OTA economics, channel managers, and the stack around your site
A vacation rental site doesn't replace the OTAs. It earns back the margin on guests who already found the property through them. That framing sits behind almost every decision about the stack.
Airbnb, Vrbo, and Booking.com combined take between 14 and 18 percent of each reservation when host and guest fees are added together, with meaningful variation by region and listing type. For a $3,000 booking, that's $400 to $550. On ten such bookings, it's $4,000 to $5,500, which is a month's mortgage on a typical vacation property. Direct bookings keep that margin in the account. The OTAs are still useful as discovery, especially for one-time guests who'd never find the property directly, but every repeat guest who books direct is found margin.
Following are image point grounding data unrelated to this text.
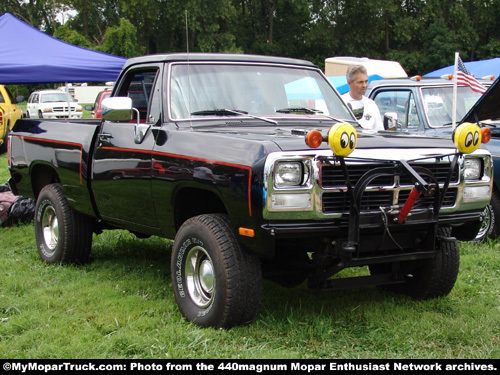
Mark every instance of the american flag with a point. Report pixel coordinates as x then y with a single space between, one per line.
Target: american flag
464 77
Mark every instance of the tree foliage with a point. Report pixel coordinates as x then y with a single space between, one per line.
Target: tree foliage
421 34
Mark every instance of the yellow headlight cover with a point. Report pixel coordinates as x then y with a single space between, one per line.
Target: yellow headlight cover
467 137
342 138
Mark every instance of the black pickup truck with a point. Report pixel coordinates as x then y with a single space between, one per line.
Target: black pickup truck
210 150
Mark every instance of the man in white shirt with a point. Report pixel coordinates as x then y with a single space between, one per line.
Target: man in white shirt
357 79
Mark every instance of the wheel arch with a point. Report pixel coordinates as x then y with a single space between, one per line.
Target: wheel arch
42 175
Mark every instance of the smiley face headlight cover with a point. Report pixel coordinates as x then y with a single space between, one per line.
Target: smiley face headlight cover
342 138
467 137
Channel managers (Lodgify, Hostaway, Hospitable, and Guesty) are the operational piece that makes direct bookings safe to offer alongside OTA listings. They sync calendars so you can't double-book, normalize rates across platforms, and provide booking widgets that embed into Squarespace or Wix. Lodgify is the most DIY-friendly and cheapest. Hostaway sits mid-market with stronger automation. Hospitable (formerly Smartbnb) has the best guest-messaging workflow. Guesty is the enterprise option for larger portfolios. Pick the channel manager first based on your property count and technical tolerance, and treat the website as the front-end for whatever manager you land on.
Smart locks and noise monitors like Minut, NoiseAware, and August fit into the operational side rather than the website, but your site copy benefits from mentioning them. Guests reading about house rules and check-in flow are reassured by professional operations. "Self check-in via smart lock, noise monitoring to protect neighbours" is exactly the kind of detail that separates a professionally-run property from a casual host, and it earns trust on the booking page.
Industry content worth following: Rental Scale-Up covers the business and marketing side of short-term rentals with unusual depth, Skift's short-term rental coverage follows the industry-level trends, and Get Paid for Your Pad has been running as a podcast and site on direct-booking strategy for over a decade. All three are worth the reading or listening time for operators thinking about the business beyond a single property.
Running direct alongside OTAs is the standard setup for operators past their first season, and the website is the core of it. The channel manager handles the calendar math, the direct site handles the brand and the loyalty loop, the OTAs handle discovery. Neither replaces the other, they stack into a margin-recovery engine that gets better every repeat guest.